What are Team Topologies?
Team topologies is a framework (from the book of the same name) for organizing engineering organizations to optimize for flow and reduce friction. The core insight: the structure of your organization constrains the architecture of your product (Conway’s Law). If your teams are siloed, your systems will be. If teams collaborate freely, your systems will integrate seamlessly.
Rather than asking “how many engineers do we need?”, team topologies asks “how should our teams interact to enable fast delivery?” The answer shapes team size, specialization, and reporting structure.
Four Team Types
Stream-aligned teams (feature teams) are organized around customer value streams—they deliver end-to-end capability. Enabling teams (similar to platform teams) provide tools, infrastructure, and knowledge. Complicated-subsystem teams manage areas requiring deep expertise (machine learning, cryptography). Platform teams provide self-service infrastructure.
The key is match: not all work fits into a stream-aligned team. Highly-specialized or infrastructure-heavy work needs dedicated ownership.
Interaction Modes
How teams interact matters as much as structure. Collaboration mode is real-time partnership—useful for early-stage, uncertain work. X-as-a-Service mode is asynchronous and decoupled—platform teams provide infrastructure; feature teams use it without coordination. Facilitating mode is temporary—an enabling team helps a stream team learn a new skill, then steps back.
Mismatches are friction: trying to collaborate asynchronously (slow), or trying to decouple work that requires tight integration (integration failures).
Cognitive Load
The core metric in team topologies is cognitive load: how much a team needs to understand to do their work effectively. If cognitive load is too high, teams get lost in complexity. If it’s too low, they’re underutilized. The goal is Goldilocks: just enough complexity to be interesting, not so much that focus fractures.
This drives team size. A team with simple, well-scoped work (low cognitive load) can be 3-5 people. A team managing complex distributed systems (high cognitive load) might be 6-8 people. Beyond 8, cognitive load typically becomes unsustainable.
Why It Matters for Product People
Team topologies directly shape delivery velocity and quality. Organizations with poor topologies suffer constant friction: teams waiting on each other, unclear ownership, and duplicate work. Organizations with clear topologies move faster with less chaos.
As you scale hiring, resist the default of “add more people to the team doing the work.” Instead, ask: Are we creating cognitive overload? Should we split off a supporting team? Should we create a platform to reduce coordination?
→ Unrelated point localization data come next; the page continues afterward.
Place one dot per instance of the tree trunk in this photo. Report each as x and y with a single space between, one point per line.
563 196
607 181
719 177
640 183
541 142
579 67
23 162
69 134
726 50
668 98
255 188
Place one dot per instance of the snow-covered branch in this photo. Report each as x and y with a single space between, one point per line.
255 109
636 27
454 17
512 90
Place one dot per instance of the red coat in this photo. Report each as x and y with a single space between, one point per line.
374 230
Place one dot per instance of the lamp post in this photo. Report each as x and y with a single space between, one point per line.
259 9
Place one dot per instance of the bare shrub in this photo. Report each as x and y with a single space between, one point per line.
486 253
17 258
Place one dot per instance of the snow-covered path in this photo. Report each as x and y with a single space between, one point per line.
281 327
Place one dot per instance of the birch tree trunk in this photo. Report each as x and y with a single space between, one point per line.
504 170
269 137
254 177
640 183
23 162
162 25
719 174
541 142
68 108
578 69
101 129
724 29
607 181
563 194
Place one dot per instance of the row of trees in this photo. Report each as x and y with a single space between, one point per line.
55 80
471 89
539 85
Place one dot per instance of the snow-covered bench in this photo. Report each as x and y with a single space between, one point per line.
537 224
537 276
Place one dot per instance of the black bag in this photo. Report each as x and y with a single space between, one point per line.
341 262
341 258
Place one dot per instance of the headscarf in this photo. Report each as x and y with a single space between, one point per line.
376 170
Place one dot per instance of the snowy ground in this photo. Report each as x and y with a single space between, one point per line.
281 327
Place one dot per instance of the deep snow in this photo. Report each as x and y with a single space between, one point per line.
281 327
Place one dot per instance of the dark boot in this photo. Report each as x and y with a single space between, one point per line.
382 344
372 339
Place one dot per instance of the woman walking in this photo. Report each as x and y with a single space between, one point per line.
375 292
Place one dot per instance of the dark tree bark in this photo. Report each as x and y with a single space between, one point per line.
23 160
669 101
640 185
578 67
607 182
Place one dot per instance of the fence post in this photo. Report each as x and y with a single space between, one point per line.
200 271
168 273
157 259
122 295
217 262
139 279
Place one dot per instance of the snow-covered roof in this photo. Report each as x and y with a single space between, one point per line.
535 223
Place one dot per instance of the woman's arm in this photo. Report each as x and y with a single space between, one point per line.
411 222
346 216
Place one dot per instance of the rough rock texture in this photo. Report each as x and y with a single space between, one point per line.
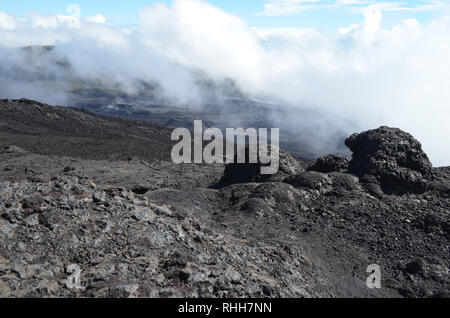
393 157
331 163
251 172
145 227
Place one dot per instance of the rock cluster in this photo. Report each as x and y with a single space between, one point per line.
391 157
251 172
331 163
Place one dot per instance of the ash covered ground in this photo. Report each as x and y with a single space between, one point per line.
102 193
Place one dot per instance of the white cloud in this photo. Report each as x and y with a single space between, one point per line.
98 18
291 7
367 75
7 22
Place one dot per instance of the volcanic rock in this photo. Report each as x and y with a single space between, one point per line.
393 157
251 172
331 163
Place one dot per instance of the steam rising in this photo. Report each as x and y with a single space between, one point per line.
363 77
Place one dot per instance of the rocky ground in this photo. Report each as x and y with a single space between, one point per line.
101 193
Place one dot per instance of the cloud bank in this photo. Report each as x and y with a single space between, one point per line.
362 77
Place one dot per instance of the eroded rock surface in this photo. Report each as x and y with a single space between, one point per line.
139 226
393 157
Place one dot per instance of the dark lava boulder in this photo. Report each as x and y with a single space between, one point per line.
312 180
393 157
251 172
331 163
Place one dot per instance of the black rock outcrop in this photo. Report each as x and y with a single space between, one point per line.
391 157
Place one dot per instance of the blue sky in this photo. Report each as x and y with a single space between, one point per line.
324 15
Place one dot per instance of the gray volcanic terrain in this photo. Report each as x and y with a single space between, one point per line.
102 193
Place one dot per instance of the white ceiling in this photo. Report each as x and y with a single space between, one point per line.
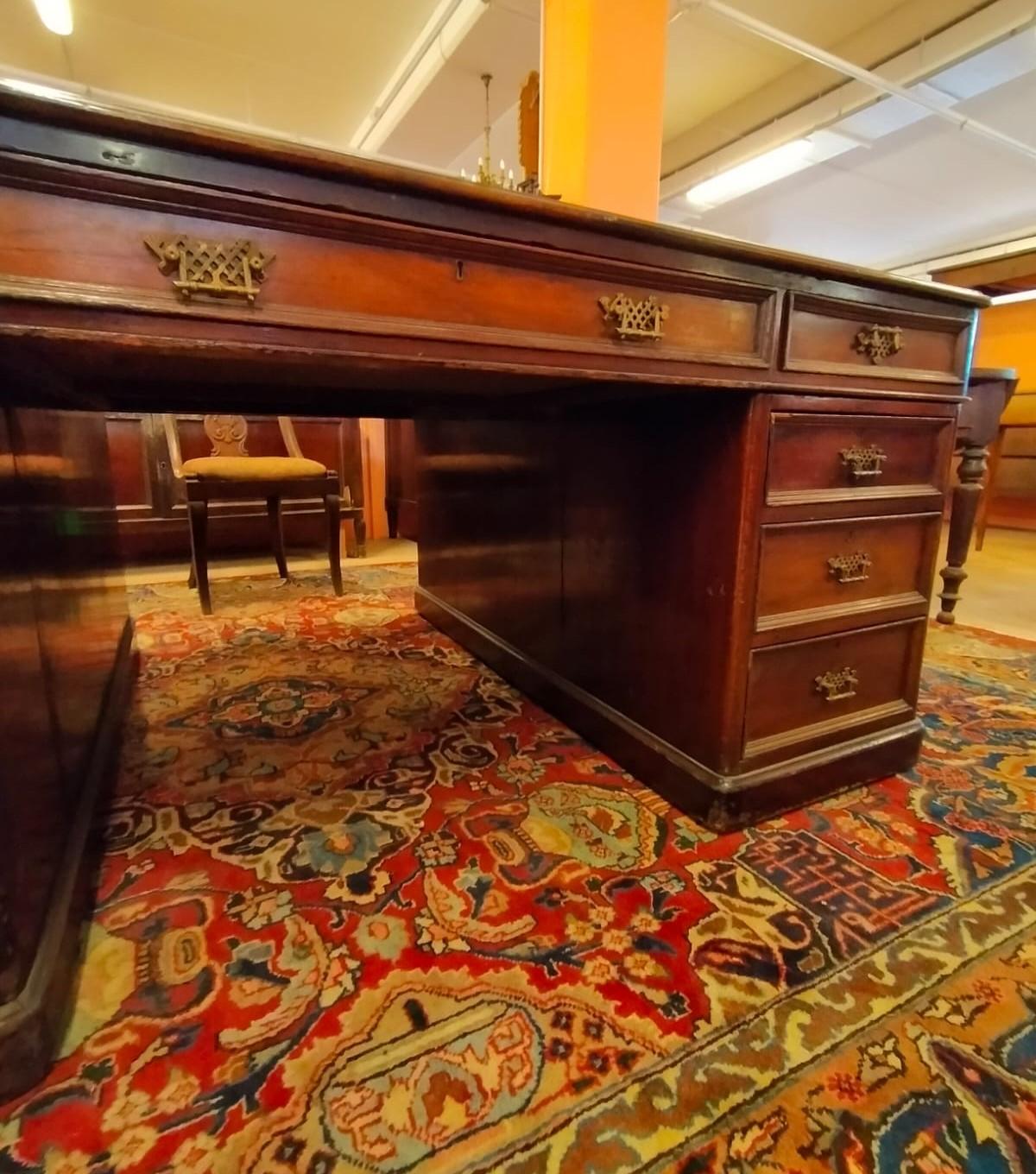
315 69
306 68
925 191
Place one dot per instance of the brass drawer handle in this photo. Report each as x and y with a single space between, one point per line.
879 343
863 462
635 319
837 685
850 568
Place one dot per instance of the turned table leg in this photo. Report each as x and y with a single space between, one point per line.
962 522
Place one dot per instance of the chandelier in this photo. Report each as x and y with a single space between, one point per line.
485 174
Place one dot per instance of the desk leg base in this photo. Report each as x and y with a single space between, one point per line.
720 801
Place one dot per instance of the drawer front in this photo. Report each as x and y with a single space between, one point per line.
826 336
815 457
409 284
824 690
846 571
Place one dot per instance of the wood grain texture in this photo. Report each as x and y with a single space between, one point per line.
592 508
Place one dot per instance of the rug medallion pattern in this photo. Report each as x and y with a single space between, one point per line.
364 907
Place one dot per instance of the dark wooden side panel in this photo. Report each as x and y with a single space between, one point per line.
491 526
604 546
652 499
64 640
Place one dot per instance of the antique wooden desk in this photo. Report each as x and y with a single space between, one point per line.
684 491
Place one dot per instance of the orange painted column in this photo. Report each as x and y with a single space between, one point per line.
1007 338
602 87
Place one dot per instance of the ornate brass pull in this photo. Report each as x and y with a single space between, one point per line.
850 568
635 319
837 685
212 268
879 343
863 462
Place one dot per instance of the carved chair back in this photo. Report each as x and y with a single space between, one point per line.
228 436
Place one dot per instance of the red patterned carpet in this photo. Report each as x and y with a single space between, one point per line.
364 907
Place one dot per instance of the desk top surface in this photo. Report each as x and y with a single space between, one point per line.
69 130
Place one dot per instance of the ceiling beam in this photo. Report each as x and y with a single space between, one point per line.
993 22
444 31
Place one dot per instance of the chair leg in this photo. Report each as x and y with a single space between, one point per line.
277 534
198 514
334 509
360 531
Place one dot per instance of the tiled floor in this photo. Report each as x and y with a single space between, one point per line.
1000 592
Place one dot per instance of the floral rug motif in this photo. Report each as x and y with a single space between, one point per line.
367 909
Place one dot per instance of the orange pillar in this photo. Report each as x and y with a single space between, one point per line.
602 85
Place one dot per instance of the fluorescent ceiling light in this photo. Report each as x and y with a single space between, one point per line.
33 88
55 15
1008 299
752 174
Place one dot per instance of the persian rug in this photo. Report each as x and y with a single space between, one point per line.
365 909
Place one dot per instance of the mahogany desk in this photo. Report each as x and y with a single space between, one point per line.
684 491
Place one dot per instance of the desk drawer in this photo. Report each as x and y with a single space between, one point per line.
404 284
844 572
818 457
827 336
818 691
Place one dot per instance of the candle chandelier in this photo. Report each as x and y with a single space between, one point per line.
485 174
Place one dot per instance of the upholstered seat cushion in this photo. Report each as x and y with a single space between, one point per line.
254 469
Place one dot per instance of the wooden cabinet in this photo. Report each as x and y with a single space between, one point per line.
149 502
65 672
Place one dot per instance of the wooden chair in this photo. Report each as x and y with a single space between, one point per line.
231 475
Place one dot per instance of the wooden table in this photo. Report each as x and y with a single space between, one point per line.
989 392
684 491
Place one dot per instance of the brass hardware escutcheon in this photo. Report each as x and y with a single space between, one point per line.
837 685
211 267
863 462
850 568
632 319
879 343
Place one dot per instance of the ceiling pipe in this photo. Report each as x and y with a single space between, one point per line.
840 65
446 27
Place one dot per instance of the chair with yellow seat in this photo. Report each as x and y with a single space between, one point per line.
231 475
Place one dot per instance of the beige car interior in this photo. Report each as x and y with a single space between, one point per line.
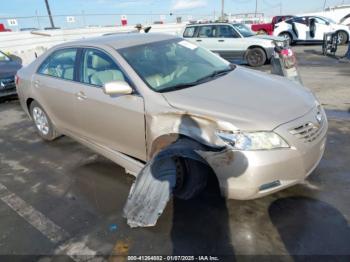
99 69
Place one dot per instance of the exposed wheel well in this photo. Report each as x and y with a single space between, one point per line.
255 46
347 34
286 32
28 102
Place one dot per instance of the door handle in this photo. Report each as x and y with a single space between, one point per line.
36 83
81 96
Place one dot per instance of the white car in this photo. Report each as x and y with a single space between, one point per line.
233 41
310 29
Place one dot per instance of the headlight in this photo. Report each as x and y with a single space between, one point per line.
252 140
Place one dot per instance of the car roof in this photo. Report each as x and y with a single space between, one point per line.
206 24
118 41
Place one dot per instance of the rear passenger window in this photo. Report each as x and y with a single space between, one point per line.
206 31
98 68
189 31
60 64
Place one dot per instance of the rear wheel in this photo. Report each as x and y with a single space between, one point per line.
256 57
42 122
342 38
191 178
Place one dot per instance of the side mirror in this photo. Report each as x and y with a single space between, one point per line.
117 88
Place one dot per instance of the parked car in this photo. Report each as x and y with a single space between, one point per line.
310 29
9 66
267 28
4 29
232 41
130 96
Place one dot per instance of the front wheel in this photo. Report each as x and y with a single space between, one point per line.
262 32
42 122
256 57
191 178
342 38
287 37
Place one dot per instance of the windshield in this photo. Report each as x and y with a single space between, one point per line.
4 57
244 30
174 64
329 20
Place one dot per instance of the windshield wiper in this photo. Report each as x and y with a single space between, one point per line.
201 80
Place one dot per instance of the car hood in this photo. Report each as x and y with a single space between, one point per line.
248 99
9 68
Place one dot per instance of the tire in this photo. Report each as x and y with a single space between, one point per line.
191 178
256 57
42 122
262 32
287 36
342 38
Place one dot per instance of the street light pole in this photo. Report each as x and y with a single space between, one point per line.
222 9
49 12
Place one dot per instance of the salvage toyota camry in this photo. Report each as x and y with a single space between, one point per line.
128 97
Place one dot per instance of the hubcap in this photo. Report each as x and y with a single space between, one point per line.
255 57
41 121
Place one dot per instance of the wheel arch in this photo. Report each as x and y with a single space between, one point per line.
29 101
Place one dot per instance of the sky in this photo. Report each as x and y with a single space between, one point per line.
141 11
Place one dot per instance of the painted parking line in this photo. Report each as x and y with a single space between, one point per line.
76 249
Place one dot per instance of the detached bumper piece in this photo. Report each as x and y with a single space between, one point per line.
154 184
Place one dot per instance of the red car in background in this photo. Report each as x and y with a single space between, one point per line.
267 29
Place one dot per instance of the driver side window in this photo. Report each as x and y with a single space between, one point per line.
60 64
98 68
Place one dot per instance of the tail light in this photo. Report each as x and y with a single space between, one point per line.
17 80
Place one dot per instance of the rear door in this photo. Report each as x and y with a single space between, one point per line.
114 121
55 87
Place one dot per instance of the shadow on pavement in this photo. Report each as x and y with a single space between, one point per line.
201 225
310 227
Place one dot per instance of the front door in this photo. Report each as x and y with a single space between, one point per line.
55 87
114 121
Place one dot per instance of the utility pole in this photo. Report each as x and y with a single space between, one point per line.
222 10
49 13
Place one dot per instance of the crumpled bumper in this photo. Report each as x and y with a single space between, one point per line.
247 175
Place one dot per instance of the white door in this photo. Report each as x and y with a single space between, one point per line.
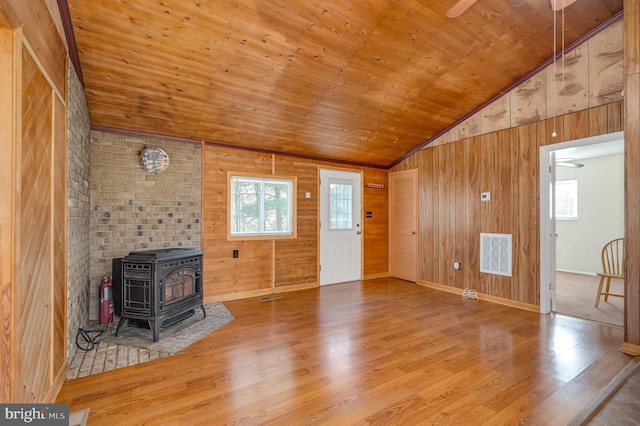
553 234
548 233
340 226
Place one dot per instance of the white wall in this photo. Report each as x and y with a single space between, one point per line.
600 214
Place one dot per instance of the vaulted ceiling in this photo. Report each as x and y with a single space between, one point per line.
355 81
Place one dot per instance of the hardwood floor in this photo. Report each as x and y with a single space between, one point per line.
383 351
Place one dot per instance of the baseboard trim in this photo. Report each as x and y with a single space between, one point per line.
482 296
630 348
258 293
375 276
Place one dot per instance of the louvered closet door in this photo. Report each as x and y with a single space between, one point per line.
403 224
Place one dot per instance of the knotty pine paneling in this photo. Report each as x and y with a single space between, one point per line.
632 170
458 213
296 261
443 178
526 219
505 164
487 216
59 235
342 82
427 223
606 65
35 312
576 125
7 212
267 266
41 33
253 269
471 239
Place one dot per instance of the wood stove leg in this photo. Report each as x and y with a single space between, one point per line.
204 313
119 325
155 326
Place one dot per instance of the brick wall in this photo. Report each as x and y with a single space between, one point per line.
78 166
132 209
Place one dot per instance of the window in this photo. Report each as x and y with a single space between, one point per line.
567 199
340 204
261 206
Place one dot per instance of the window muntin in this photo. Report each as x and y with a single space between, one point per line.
340 204
261 206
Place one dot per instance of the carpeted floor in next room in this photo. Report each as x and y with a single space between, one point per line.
134 345
576 297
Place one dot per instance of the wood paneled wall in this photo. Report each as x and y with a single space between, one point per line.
33 209
270 266
504 163
632 174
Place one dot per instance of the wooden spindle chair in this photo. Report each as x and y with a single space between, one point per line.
612 267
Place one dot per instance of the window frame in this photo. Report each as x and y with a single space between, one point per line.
573 182
291 180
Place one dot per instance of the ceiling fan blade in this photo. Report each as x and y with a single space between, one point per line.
462 5
557 5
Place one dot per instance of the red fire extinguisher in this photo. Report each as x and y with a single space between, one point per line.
106 301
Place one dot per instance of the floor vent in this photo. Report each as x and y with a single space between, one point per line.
495 254
275 296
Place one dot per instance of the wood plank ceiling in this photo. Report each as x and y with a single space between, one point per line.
362 82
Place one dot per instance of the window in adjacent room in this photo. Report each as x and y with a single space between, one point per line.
261 206
567 199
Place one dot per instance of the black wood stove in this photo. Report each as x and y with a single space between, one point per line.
157 287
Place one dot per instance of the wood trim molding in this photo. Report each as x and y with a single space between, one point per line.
630 348
258 293
375 276
58 381
482 296
65 16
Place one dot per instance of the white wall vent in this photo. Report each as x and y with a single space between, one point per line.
495 254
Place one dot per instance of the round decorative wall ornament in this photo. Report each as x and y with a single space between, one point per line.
154 160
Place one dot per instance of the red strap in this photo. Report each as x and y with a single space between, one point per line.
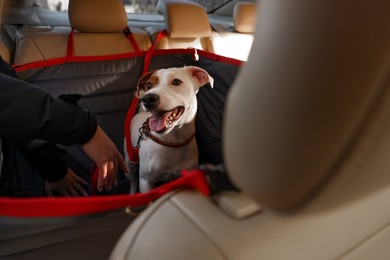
64 206
130 113
149 53
133 42
69 50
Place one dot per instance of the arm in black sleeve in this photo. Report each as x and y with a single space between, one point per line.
28 112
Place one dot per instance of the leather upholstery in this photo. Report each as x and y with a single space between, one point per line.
306 135
244 16
187 25
107 16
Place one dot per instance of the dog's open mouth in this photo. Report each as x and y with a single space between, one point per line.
161 120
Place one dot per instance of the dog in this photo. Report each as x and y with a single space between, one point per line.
164 129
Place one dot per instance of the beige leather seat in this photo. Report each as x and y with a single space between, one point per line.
187 26
96 33
101 32
236 43
307 136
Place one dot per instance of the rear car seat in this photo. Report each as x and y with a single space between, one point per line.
100 33
236 42
307 136
187 26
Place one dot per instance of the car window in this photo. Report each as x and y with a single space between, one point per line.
131 6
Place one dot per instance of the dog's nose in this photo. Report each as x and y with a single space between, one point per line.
150 100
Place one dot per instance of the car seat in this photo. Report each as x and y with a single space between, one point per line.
306 136
236 42
187 26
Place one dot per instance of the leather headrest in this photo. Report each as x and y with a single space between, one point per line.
300 102
184 19
244 17
107 16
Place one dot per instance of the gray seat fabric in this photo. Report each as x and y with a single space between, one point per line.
306 135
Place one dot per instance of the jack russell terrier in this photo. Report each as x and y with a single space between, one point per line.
163 131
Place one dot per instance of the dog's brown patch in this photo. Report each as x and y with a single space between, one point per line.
148 77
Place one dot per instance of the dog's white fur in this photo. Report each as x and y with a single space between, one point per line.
175 88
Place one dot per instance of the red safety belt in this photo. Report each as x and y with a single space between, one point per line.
133 154
65 206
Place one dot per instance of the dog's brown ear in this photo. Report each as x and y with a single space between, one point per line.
141 87
200 75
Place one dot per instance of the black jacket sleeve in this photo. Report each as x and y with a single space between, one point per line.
28 112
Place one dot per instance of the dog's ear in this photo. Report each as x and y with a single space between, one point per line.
200 75
141 87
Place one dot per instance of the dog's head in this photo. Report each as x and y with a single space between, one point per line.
170 95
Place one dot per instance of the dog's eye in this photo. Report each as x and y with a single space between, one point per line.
176 82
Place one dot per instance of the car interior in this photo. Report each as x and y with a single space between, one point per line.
305 135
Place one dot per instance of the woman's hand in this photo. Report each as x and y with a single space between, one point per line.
71 185
106 157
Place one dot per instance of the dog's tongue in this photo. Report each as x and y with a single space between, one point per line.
158 122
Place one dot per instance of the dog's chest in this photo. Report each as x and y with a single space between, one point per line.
156 159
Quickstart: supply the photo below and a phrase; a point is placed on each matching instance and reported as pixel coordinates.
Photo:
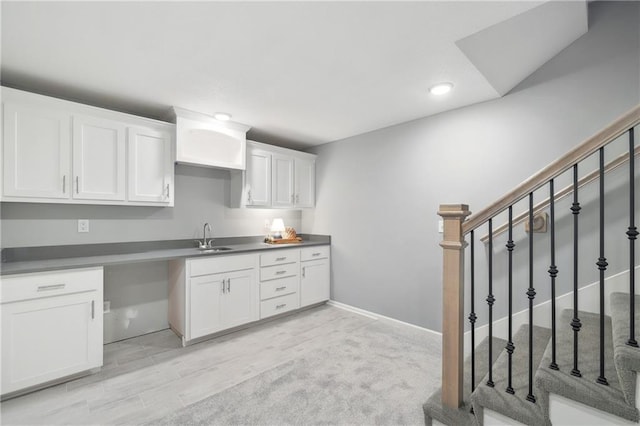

Deliberately designing topology as you scale prevents the crisis of scaling.
Also, topologies guide hiring and skill development. If you need a platform team but have all generalists, you need to either develop depth or hire specialists. Without clear topology, you can’t make coherent hiring decisions.
Related Concepts
Team topologies connect to organizational design, feature teams and platform teams (specific topology patterns), and system architecture. It also relates to communication patterns—how teams interact shapes what information flows and how quickly decisions propagate.